Bifunctional NaGdF4:Yb3+/Er3+ Upconversion Nanoparticles for Efficient Overall Water Splitting

Abstract

The development of efficient and robust catalysts for overall water splitting is vital for the advancement of hydrogen-based renewable energy systems. This work reports the synthesis of β-NaGdF4:Yb3+/Er3+ upconversion nanoparticles (UCNPs) via a solvothermal method and demonstrates their bifunctional catalytic activities toward both hydrogen evolution reaction (HER) and oxygen evolution reaction (OER), as well as photoelectrochemical (PEC) water splitting.
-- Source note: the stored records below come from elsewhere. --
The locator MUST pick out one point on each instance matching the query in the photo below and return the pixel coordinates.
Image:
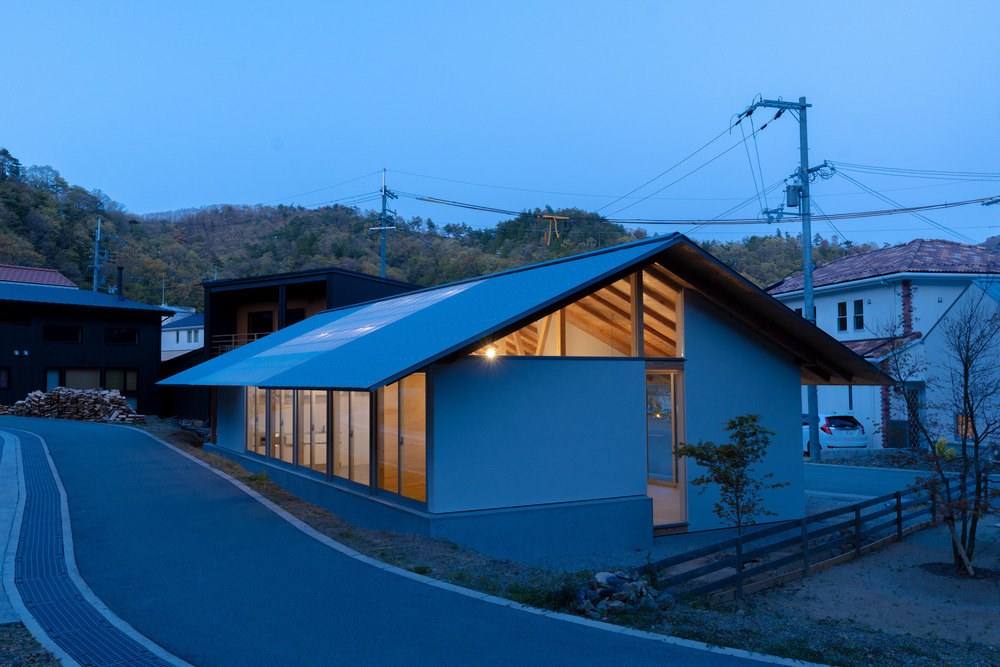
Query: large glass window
(351, 418)
(312, 430)
(402, 448)
(660, 426)
(257, 420)
(121, 336)
(282, 425)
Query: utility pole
(97, 255)
(808, 306)
(384, 225)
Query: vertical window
(413, 437)
(256, 423)
(57, 333)
(842, 316)
(282, 425)
(312, 430)
(351, 439)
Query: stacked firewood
(92, 405)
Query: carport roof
(370, 345)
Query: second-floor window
(59, 333)
(121, 336)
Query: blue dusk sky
(516, 105)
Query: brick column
(884, 367)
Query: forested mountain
(46, 222)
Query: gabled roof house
(54, 334)
(877, 301)
(530, 412)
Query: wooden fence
(798, 544)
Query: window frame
(111, 333)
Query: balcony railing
(222, 343)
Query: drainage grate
(41, 577)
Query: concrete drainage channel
(47, 590)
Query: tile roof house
(529, 412)
(32, 276)
(877, 301)
(54, 334)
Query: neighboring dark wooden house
(242, 310)
(55, 334)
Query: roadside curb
(72, 572)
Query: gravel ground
(892, 607)
(18, 647)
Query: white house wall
(521, 431)
(730, 372)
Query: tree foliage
(969, 375)
(729, 466)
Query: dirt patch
(896, 591)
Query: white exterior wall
(230, 427)
(730, 371)
(520, 431)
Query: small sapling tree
(730, 466)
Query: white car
(836, 430)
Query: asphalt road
(855, 481)
(216, 578)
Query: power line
(913, 210)
(328, 187)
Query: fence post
(933, 492)
(739, 567)
(857, 530)
(899, 515)
(805, 547)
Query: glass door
(660, 427)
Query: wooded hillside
(46, 222)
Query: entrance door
(661, 437)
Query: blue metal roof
(370, 345)
(189, 322)
(373, 344)
(65, 296)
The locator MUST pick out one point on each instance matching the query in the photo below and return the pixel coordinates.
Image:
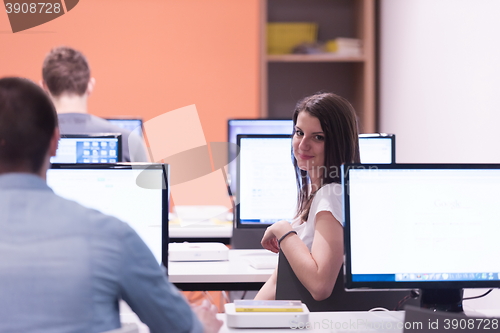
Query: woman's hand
(273, 233)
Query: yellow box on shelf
(282, 37)
(267, 306)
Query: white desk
(337, 322)
(234, 274)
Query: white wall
(440, 79)
(440, 86)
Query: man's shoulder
(91, 219)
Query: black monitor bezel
(367, 285)
(99, 136)
(240, 225)
(390, 136)
(128, 166)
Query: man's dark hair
(66, 71)
(28, 120)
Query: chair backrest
(126, 328)
(288, 287)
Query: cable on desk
(414, 294)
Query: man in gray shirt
(67, 80)
(64, 267)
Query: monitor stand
(449, 300)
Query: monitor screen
(265, 173)
(129, 124)
(424, 226)
(266, 180)
(88, 148)
(377, 148)
(113, 189)
(251, 126)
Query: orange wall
(153, 56)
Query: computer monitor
(266, 185)
(429, 226)
(251, 126)
(266, 188)
(128, 123)
(89, 148)
(133, 193)
(377, 148)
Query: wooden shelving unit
(290, 77)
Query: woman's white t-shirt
(328, 198)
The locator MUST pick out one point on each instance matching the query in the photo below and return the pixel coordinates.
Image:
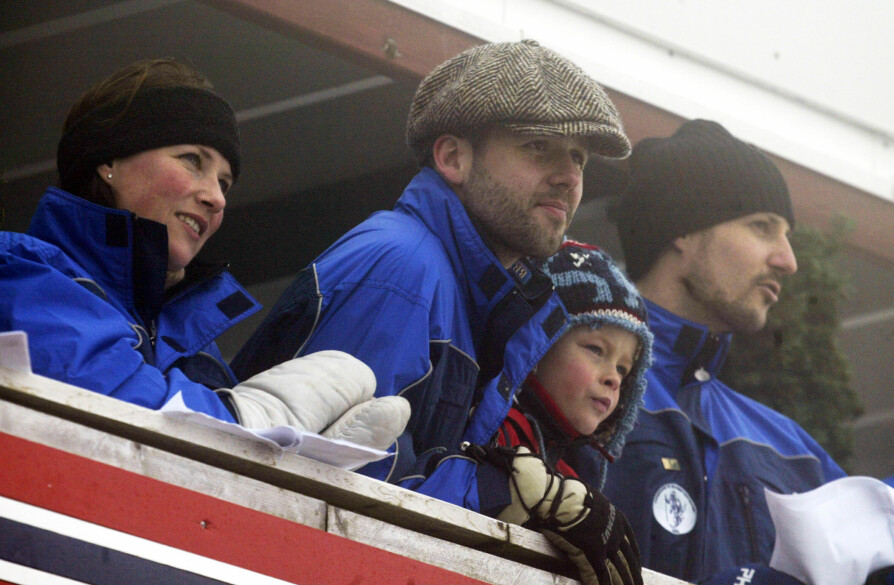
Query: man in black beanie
(704, 225)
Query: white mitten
(310, 392)
(375, 423)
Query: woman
(106, 284)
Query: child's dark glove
(754, 574)
(594, 534)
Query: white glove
(375, 423)
(313, 392)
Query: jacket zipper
(745, 495)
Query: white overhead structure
(805, 80)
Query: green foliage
(795, 364)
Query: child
(587, 389)
(585, 392)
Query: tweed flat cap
(519, 85)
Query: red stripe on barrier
(148, 508)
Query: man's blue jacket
(417, 295)
(692, 475)
(87, 286)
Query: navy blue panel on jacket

Electrochemical studies reveal that the UCNPs exhibit low overpotentials and high exchange current density with favorable Tafel slopes for both HER and OER, combined with excellent charge-transfer properties and abundant active sites. Especially, under irradiation, the UCNPs exhibit enhanced PEC activities, benefiting from their strong light-matter interactions and photon upconversion capability, which facilitates the absorption of near-infrared photons and converts them into visible emission, thereby enhancing charge carrier dynamics. The bifunctional NaGdF4:Yb3+/Er3+ electrodes also attain efficient overall water splitting, requiring ~1.52 V to reach 10 mA cm-2 under simulated solar irradiation with remarkable stability over 24 h. To the best of our knowledge, this is the first demonstration of NaGdF4:Yb3+/Er3+ UCNPs acting as a bifunctional catalyst for electrochemical and photoelectrochemical overall water splitting, offering new avenues toward full-spectrum solar energy harvesting and sustainable hydrogen production.